The national sample and the sample of targeted MSAs were administered separately during data collection for tracking purposes so that respective goals for both samples could be attained, respectively. The goal was to reach a minimum of 1,000 completed interviews for the national sample and a minimum of 500 for the sample of targeted MSAs and to achieve a 50 percent response rate for both samples. All the procedures for the national sample were followed for the sample of targeted MSAs. Since the questionnaires were the same for both the national sample and the sample of targeted MSAs, the interviews for both groups were conducted identically, but the files for the two samples were kept separately. After the data collection, the cases from the targeted MSAs in the national sample remained a part of the national sample. They were also combined with the original sample of targeted MSAs to achieve a larger sample size for the survey of targeted MSAs.
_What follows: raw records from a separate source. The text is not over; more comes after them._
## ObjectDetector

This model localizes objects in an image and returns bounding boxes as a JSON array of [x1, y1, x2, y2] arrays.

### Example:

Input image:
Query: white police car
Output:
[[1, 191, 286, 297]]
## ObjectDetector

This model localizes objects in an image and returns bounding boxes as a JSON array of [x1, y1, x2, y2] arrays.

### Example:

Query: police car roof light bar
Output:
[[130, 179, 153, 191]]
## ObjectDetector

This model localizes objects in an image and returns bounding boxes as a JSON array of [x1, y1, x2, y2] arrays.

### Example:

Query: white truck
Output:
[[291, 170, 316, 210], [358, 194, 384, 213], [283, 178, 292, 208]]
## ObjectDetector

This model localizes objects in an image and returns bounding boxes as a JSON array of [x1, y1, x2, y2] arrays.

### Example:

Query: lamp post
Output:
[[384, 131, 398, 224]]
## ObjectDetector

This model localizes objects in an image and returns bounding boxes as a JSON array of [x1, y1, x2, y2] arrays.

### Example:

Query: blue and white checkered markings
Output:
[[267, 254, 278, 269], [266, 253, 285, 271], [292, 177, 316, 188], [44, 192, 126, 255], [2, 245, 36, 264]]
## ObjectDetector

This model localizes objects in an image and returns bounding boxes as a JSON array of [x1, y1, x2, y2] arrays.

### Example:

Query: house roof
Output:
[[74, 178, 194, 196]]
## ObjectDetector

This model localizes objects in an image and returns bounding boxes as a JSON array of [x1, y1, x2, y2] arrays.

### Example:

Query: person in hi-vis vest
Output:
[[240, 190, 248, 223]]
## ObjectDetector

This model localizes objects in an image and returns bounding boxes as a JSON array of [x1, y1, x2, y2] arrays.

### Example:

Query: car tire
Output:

The specific means for attaining the highest response rate possible, such as callbacks and refusal conversion, were the same for both samples. This is discussed in detail in the section on Data Collection (Section 5).

2.4 Precision of Estimates

The precision of estimated frequencies can be assessed by evaluating the width of the 95 percent confidence interval around the estimates. For this application, the confidence interval can be approximated for design purposes as follows:

Lowercase p subscript lowercase s plus or minus uppercase z subscript a divided by 2 times the square root of the variance of lowercase p subscript lowercase s where lowercase p subscript lowercase s is the estimated (sample) proportion and uppercase z is the 5 percent critical value of the normal distribution

Where:

ps is the estimated (sample) proportion;

Za/2 is the critical value of the normal distribution at α = 0. 05 significance level; and

Var(ps) is the variance of ps.

The calculation of the end points of the confidence interval can be rewritten as follows:

Lowercase p subscript lowercase s plus or minus uppercase z subscript a divided by 2 times the square root of outer left parenthesis lowercase p subscript lowercase s times inner left parenthesis 1 minus lowercase p subscript lowercase s inner right parenthesis divided by lowercase n outer right parenthesis where lowercase p subscript lowercase s is the estimated (sample) proportion, uppercase z is the 5 percent critical value of the normal distribution and lowercase n is the sample size

or

Lowercase p subscript lowercase s minus uppercase z subscript a divided by 2 times the square root of outer left parenthesis lowercase p subscript lowercase s times inner left parenthesis 1 minus lowercase p subscript lowercase s inner right parenthesis divided by lowercase n outer right parenthesis less than or equal to uppercase p less than or equal to lowercase p subscript lowercase s minus uppercase z subscript a divided by 2 times the square root of outer left parenthesis lowercase p subscript lowercase s times inner left parenthesis 1 minus lowercase p subscript lowercase s inner right parenthesis divided by lowercase n where lowercase p subscript lowercase s is the estimated sample proportion, uppercase z is the 5 percent critical value of the normal distribution, lowercase n is the sample size and uppercase p is the true population value of the proportion

Where:

P is the true population value of the proportion; and

n is the sample size.

Therefore, with a sample size of 1,082, ps = 50 percent and α = 0.05, the confidence interval range would be 47 ≤ P ≤ 53, approximately1.

1 This method of confidence interval calculation is conservative.